Partial atomic charges describe the distribution of electron density in a molecule, and therefore they provide clues regarding the chemical behaviour of molecules. Atomic charges are frequently used in molecular modelling applications such as molecular dynamics, docking, conformational searches, binding site prediction, etc. Recently, partial atomic charges have also become popular chemoinformatics descriptors [1].

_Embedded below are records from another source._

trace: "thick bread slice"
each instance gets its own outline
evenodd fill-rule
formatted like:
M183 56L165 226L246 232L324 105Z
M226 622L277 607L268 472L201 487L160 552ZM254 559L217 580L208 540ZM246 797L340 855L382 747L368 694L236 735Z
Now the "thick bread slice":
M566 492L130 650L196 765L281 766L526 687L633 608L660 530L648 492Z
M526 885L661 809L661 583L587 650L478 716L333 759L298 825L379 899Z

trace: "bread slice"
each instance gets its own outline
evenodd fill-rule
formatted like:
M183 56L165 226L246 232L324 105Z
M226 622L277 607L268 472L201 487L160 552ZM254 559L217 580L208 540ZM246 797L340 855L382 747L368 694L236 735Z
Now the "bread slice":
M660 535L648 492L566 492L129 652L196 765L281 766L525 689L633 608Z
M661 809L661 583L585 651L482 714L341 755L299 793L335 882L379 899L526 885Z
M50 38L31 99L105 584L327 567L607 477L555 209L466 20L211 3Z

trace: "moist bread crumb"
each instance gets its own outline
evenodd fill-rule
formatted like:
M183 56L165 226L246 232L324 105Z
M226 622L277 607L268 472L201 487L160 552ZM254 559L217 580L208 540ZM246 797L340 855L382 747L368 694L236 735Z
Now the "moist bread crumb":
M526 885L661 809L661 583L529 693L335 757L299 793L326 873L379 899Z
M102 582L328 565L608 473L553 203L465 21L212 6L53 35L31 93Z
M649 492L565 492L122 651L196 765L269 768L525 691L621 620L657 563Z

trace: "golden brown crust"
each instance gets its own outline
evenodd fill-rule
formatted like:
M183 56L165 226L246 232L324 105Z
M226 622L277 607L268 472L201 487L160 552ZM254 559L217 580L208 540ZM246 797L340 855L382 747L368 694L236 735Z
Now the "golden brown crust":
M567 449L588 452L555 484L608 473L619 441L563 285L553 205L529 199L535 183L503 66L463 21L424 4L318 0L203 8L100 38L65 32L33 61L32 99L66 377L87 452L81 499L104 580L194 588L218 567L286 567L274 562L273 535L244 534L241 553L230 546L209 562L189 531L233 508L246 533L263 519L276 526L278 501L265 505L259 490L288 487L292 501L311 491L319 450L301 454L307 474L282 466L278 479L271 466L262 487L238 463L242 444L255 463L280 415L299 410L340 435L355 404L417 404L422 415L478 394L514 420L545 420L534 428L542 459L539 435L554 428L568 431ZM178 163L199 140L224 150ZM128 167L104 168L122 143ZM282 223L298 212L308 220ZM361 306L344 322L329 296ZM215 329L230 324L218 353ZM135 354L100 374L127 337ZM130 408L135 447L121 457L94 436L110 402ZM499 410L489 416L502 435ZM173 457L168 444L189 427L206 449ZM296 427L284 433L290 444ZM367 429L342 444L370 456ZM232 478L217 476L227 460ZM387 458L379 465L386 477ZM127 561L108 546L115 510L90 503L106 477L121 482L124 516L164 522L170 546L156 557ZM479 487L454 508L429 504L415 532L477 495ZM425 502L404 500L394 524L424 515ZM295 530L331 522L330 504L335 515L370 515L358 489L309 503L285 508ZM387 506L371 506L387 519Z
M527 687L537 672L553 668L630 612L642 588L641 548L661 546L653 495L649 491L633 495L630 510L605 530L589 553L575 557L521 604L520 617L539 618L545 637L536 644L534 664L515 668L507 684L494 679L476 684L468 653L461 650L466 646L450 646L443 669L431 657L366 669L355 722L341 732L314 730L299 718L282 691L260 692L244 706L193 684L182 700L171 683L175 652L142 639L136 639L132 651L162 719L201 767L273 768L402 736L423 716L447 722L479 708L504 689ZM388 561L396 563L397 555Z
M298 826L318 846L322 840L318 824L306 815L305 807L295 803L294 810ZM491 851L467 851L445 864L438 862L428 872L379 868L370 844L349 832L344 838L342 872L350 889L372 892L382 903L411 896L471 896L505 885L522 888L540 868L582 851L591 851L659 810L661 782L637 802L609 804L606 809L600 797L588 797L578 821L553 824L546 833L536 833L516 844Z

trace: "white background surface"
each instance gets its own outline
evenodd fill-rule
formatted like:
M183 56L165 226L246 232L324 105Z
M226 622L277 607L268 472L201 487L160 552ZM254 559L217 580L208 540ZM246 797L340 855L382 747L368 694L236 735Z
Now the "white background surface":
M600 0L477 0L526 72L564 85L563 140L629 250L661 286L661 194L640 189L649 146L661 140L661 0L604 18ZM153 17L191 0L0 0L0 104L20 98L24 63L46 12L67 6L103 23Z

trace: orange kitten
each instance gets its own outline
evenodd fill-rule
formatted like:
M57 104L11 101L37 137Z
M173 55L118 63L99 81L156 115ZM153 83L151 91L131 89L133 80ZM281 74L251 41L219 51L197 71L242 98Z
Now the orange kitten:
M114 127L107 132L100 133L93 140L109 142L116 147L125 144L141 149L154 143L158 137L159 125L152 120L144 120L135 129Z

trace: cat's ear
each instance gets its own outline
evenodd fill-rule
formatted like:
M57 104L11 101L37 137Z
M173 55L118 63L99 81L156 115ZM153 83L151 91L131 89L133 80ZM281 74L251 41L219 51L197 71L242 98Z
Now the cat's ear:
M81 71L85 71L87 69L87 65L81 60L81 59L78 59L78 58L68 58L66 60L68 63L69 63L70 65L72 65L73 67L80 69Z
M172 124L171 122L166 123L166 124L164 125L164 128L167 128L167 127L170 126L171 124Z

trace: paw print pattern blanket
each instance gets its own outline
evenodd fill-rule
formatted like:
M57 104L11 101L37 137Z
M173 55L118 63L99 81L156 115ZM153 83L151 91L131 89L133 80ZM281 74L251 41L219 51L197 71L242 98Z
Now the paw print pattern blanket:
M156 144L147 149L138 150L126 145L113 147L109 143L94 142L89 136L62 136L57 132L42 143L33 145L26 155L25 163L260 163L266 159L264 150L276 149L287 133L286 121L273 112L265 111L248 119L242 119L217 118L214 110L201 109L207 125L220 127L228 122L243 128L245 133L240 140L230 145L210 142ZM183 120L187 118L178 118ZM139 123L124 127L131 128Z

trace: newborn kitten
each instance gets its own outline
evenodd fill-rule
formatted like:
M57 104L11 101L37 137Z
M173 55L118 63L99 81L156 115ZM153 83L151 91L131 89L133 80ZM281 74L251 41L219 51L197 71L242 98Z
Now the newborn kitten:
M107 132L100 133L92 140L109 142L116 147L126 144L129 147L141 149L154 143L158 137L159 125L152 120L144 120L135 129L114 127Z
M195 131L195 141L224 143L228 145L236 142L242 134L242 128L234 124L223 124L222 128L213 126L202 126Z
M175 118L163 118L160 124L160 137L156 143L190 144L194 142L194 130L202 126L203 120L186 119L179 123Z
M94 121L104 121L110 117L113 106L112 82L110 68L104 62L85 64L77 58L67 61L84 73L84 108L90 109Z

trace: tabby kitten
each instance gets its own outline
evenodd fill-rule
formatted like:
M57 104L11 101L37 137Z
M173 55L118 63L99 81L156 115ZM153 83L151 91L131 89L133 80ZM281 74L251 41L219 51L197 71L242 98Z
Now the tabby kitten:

Partial atomic charges cannot be determined experimentally, and they are also not quantum mechanical observables. For this reason, many different methods have been developed for their calculation. These charge calculation methods can be divided into two main groups, namely quantum mechanical (QM) approaches and empirical approaches. QM approaches provide accurate charges, but they are very slow and therefore not feasible for large sets of molecules. Empirical charges can be calculated quickly and their accuracy is similar to QM, making empirical charges more appropriate for chemoinformatics applications. A very useful empirical charge calculation method is EEM (Electronegativity Equalization Method) [2, 3]. This method provides charges comparable to the QM approach for which the given EEM model was parameterized. The weak point of this empirical method, as well as of other empirical methods, is the necessity for parameterization, and also the insufficient coverage of currently available EEM model parameters.

In our work, we first analysed, how applicable are currently published EEM parameters in chemoinformatics. Specifically, how many molecules from databases of known organic compounds (Pubchem, ZINC, Drugbank etc.) they can cover. We found, the coverage is about 50-75%. We would like to show a methodology for preparation of parameters with higher coverage (>95% of molecules) and also its results.